EN QUELQUES MOTS ...

Clément Cogitore élabore une œuvre singulière, empreinte d'une extrême sensibilité, qui utilise les différents langages offerts par l’image en mouvement pour développer une pensée très ouverte sur de multiples sujets mais toujours tenue par quelques grandes questions qu'il explore au fil de ses créations. Privilégiant le médium du film, son œuvre s'enracine autant dans le cinéma que dans les dispositifs propres à l’art contemporain, révélatrice d'un art autant concerné par le statut de l'image que par les structures narratives.

Bien qu'habité par une grande hétérogénéité de sujets, l’univers de Clément Cogitore est pourtant traversé par la récurrence de thèmes dont l’exploration sert de fondation à sa pensée : perception d’une réalité parcourue d’irrationnel, rémanence de schémas archaïques, primitivisme, phénomènes communautaires, survivance du sacré, percolation du magique dans un monde en perte de transcendance, figures empruntées aux grands récits apocalyptiques... Les formes anciennes se réactualisent dans nos modes actuels de perception des images où la technologie et le réseau ont supplanté la magie mais où la croyance demeure sans doute la quête inconsciente.

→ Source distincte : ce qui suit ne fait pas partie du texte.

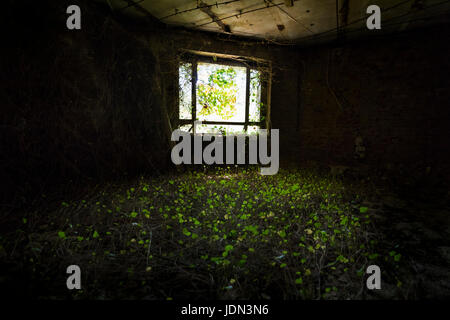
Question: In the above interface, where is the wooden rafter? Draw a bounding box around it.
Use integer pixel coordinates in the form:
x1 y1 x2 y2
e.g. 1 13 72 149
198 0 231 33
120 0 163 26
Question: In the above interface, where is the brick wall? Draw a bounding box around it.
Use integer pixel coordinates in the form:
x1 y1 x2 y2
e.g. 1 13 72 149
291 25 450 178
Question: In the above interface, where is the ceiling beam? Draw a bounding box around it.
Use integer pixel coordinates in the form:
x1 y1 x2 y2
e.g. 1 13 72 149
160 0 240 21
120 0 163 26
198 0 231 33
119 0 145 11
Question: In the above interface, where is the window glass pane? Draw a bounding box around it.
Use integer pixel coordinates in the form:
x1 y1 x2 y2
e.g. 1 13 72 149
179 62 192 120
196 63 246 123
196 124 245 135
249 69 261 123
247 126 261 135
179 124 193 133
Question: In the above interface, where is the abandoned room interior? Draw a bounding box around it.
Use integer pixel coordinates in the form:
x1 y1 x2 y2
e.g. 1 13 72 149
1 0 449 301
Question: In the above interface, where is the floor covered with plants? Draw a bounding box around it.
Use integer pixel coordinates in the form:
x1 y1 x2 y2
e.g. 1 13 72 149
1 166 449 300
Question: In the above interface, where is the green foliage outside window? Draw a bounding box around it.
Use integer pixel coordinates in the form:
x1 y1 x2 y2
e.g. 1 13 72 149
197 68 237 120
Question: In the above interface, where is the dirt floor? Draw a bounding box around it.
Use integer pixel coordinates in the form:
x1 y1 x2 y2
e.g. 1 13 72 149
1 166 449 300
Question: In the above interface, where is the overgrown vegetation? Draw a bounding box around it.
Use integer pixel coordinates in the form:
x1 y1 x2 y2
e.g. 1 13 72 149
197 68 238 120
1 167 408 300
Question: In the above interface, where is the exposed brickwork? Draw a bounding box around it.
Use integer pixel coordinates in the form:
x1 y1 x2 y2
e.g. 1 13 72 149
293 27 450 179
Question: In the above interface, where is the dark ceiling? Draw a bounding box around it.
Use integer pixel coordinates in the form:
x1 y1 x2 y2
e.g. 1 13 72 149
99 0 450 44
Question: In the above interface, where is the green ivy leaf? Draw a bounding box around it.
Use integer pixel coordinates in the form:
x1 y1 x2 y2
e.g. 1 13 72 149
225 245 234 251
360 207 369 213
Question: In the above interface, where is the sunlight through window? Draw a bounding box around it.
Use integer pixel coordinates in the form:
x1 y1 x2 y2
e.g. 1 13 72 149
178 56 265 135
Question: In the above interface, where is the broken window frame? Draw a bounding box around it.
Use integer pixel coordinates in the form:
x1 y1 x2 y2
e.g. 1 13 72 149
177 52 269 135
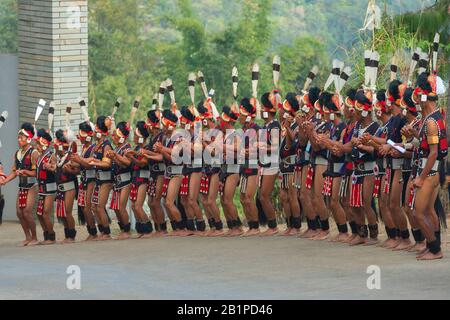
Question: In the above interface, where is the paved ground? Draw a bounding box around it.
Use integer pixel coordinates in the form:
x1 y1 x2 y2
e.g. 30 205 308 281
1 221 450 300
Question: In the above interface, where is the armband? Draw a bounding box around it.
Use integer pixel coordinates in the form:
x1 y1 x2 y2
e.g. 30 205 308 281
427 135 439 145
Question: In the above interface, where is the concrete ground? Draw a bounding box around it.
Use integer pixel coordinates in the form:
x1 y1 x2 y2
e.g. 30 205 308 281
1 221 450 300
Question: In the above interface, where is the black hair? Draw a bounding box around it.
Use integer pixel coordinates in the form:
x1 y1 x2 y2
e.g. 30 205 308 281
322 92 338 112
222 106 238 121
79 121 93 133
181 106 196 122
162 109 178 124
346 88 357 101
261 92 273 109
285 92 299 112
37 128 52 143
21 122 35 137
55 129 67 143
388 80 403 101
416 72 433 93
136 121 150 138
116 121 130 137
240 97 255 115
376 89 386 103
147 110 160 124
355 90 371 106
308 87 321 106
96 115 108 133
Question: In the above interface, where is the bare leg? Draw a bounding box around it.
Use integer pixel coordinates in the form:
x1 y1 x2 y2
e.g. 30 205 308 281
83 182 98 240
41 195 56 245
329 177 350 242
389 170 410 249
259 172 279 236
207 173 224 236
23 187 38 246
299 166 320 238
115 184 131 240
311 165 329 240
241 175 260 237
97 183 113 240
415 175 443 260
220 174 242 236
165 176 190 236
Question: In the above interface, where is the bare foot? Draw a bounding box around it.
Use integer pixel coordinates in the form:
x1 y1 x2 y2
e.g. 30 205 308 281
330 233 350 243
208 229 226 237
363 238 378 246
416 248 429 259
223 229 235 237
99 234 112 241
408 242 426 253
384 238 400 249
140 233 155 239
260 228 279 237
40 240 56 245
343 234 357 244
349 235 365 246
393 239 413 251
311 230 330 241
115 232 131 240
85 235 98 241
287 228 301 236
417 251 443 261
281 228 292 236
242 229 261 237
20 239 31 247
299 229 319 239
27 239 40 246
229 228 244 237
60 238 76 244
376 238 390 247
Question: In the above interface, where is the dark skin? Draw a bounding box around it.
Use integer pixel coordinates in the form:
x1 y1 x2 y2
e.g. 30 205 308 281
35 144 56 245
154 126 191 236
69 134 98 241
87 132 113 240
126 133 151 239
51 144 79 243
333 110 377 246
1 135 39 246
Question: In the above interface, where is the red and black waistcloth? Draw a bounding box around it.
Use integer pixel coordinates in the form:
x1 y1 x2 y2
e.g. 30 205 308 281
322 121 346 197
219 131 241 196
15 147 37 209
350 121 379 208
36 149 56 216
129 145 151 202
338 121 356 198
109 143 132 210
279 122 299 190
92 139 113 205
55 154 78 218
146 131 166 197
372 117 392 197
259 119 281 169
305 119 331 190
240 122 261 193
161 136 184 197
77 144 95 207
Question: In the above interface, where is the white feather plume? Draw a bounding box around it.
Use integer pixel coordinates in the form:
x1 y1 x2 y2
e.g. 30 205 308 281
252 63 259 98
188 73 196 105
303 65 318 92
273 55 281 88
232 66 238 100
198 71 208 98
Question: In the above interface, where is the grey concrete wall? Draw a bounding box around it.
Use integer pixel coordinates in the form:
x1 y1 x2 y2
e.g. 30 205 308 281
18 0 88 132
0 54 19 221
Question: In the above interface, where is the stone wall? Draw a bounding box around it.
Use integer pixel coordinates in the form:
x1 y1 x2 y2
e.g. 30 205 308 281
18 0 88 131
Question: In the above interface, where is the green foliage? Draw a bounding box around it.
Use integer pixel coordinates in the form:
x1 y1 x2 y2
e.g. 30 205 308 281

Des scènes entièrement réalisées à partir d'images pré-existantes

Avec l'installation The Evil Eye conçue pour le Prix Marcel Duchamp, Cogitore aborde une relation aux images et aux grands récits fondée sur l'emploi de vidéos issues des banques d'images (Getty, Shutterstock...), grandes pourvoyeuses de formes destinées aux fins publicitaires et télévisuelles les plus diverses. Entièrement réalisées à partir d'images pré-existantes et tournées sur fond vert, les scènes anonymes de The Evil Eye opèrent une sommation de postures stéréotypées, de gestuelles génériques adaptables à l'envi sur des décors ajoutés en postproduction. En bas de l'écran, les numéros de référencement des images apparaissent tels des codes-barres.

En procédant à la sommation de ces images sans qualité, surexposées par la puissante luminescence d'un écran Led monumental, Clément Cogitore révèle la vision dystopique d'un bonheur saturé de sourires, de mouvements de chevelures au ralenti, de beautés artificielles dévitalisées, véritables injonctions hypnotiques destinées à susciter les instincts d’achat les plus inconscients.
Sur les images, une voix de femme adresse à l'être aimé une supplique incantatoire : elle est la voix clamant dans le désert d'un matérialisme totalitaire, voix suppliante, vindicative, prédictive.

Une dramaturgie ambivalente s'installe ainsi peu à peu, où l'indifférenciation identitaire entre en tension avec un registre allégorique. L'installation prend la tournure d'une boîte optique, le fourmillement du grand écran Led happant le regard dans un espace paradoxalement intime, où l'autorité du dispositif médiatique et celle du spectateur entrent l'une et l'autre en dérive.

Clément Cogitore est né en 1983 à Colmar. Il vit et travaille à Paris.